Serum genistein concentrations in TRAMP mice on diets containing increasing concentrations of genistein. Starting at 5–6 weeks of age until they were 28–30 weeks of age, transgenic males were fed AIN-76A diet containing increasing levels of genistein. Genistein concentrations in the serum were determined in mice fed 250 mg of genistein per kg AIN-76A (n = 5), 500 mg of genistein per kg AIN-76A (n = 6), and controls on AIN-76A diet without genistein (n = 14). A significant difference between mean genistein concentrations in the three experimental groups was found using one-way ANOVA, followed by an all pairwise multiple comparison procedure (Tukey test; P < 0.001).

Two criteria were used for gross evaluation of the possibility that genistein might be toxic: (a) changes in body weight; and (b) changes in organ weight.

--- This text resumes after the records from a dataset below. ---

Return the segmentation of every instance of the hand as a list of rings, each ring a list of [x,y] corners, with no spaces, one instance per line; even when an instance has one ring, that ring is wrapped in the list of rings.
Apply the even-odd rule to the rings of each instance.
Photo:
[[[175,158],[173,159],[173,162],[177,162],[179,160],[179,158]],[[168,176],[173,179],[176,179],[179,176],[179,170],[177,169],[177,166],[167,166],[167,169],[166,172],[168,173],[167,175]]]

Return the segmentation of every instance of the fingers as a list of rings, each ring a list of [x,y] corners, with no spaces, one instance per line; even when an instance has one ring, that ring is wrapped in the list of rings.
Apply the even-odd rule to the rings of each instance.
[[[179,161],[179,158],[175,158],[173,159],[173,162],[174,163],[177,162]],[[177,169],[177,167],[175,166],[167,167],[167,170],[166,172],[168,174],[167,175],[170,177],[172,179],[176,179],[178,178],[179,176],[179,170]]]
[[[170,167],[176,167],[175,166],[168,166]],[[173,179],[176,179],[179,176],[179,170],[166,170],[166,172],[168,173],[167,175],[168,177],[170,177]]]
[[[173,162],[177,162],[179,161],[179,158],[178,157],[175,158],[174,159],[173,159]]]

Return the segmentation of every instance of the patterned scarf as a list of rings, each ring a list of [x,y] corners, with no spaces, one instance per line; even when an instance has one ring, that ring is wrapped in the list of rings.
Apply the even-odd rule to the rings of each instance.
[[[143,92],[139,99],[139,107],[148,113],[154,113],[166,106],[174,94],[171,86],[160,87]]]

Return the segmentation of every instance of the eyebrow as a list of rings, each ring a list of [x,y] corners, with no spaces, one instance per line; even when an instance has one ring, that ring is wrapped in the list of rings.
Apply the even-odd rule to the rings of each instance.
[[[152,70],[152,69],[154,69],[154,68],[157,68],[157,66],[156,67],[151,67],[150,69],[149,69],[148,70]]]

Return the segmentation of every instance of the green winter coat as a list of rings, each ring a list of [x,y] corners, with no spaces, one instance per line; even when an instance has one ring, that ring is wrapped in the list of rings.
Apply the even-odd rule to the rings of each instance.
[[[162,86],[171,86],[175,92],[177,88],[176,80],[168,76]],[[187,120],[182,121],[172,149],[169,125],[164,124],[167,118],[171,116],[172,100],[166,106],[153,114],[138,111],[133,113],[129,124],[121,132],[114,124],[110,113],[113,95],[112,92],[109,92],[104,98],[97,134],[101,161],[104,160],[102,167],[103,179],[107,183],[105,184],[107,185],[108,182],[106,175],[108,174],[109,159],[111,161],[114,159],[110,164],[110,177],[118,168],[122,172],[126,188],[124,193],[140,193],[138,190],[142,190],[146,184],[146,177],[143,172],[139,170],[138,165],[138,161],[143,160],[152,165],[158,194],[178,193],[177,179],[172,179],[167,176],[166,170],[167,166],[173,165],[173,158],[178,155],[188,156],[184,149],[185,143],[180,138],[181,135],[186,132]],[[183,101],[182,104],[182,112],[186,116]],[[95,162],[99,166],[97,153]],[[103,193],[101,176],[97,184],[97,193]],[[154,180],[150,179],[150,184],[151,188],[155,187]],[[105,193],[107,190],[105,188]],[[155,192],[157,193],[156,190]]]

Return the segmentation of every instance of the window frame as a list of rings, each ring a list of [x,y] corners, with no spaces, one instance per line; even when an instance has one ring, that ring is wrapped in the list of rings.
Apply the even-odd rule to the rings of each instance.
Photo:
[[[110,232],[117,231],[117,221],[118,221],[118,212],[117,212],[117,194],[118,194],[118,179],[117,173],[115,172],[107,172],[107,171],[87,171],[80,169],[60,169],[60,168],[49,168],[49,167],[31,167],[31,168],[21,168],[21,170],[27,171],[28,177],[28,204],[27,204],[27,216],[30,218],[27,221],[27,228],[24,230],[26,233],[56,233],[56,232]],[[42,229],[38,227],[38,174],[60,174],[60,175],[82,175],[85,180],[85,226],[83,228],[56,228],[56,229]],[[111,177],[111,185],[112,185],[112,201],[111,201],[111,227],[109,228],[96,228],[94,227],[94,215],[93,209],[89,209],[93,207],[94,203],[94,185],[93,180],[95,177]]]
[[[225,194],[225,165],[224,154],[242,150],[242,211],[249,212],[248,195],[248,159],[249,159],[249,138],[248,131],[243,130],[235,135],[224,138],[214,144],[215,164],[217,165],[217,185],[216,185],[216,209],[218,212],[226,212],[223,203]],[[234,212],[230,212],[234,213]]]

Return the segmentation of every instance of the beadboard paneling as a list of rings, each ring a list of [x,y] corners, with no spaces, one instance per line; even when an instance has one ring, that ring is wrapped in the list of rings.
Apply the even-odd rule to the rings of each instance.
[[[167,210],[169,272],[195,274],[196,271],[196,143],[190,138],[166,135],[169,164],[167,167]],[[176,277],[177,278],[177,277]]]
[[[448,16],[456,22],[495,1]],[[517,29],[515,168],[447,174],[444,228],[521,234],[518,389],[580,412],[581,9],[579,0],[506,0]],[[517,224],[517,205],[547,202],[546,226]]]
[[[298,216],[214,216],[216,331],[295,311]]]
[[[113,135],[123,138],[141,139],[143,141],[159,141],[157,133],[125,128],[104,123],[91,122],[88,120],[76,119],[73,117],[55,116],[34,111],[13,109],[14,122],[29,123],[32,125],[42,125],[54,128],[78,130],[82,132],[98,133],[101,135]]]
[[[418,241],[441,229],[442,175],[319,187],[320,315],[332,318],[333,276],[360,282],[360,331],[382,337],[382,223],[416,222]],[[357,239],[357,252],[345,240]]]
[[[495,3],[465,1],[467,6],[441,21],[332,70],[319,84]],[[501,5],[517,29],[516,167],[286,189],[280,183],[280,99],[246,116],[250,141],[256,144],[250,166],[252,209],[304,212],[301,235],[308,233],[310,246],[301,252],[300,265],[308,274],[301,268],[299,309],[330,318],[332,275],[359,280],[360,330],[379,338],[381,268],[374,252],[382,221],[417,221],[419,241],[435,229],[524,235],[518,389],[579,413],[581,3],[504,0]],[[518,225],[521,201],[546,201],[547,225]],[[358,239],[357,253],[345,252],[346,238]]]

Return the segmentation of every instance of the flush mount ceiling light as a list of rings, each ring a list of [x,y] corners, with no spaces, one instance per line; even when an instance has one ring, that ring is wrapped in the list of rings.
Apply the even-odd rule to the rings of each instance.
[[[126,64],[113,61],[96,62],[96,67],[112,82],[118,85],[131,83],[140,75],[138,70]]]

Results in Fig. 5 are the means of body weights in each experimental group ± SD, as a function of age (weeks). Because data were not normally distributed with equal variance, Kruskal-Wallis ANOVA, followed by an all pairwise multiple comparison procedure (Dunn’s method), was used to compare the experimental groups. The median values obtained at each time point, respectively, were not significantly different in the groups fed diets containing various levels of genistein. In conclusion, results indicated that genistein in the diet did not significantly affect body weight at any age.

Fig. 5.
Fig. 5.

Genistein administered in the diet does not affect body weight. Starting at 5–6 weeks until they were 28–30 weeks of age, transgenic males were fed AIN-76A diets containing 0, 100, 250, or 500 mg of genistein per kg AIN-76A (25, 10, 17, and 7 mice/group, respectively). Results shown are the means of body weights in each experimental group ± SD, as a function of age (weeks). Comparison of mean body weights using Kruskal-Wallis one-way ANOVA, followed by an all pairwise multiple comparison procedure (Dunn’s method), did not detect any significant effect of genistein on body weight, at any age.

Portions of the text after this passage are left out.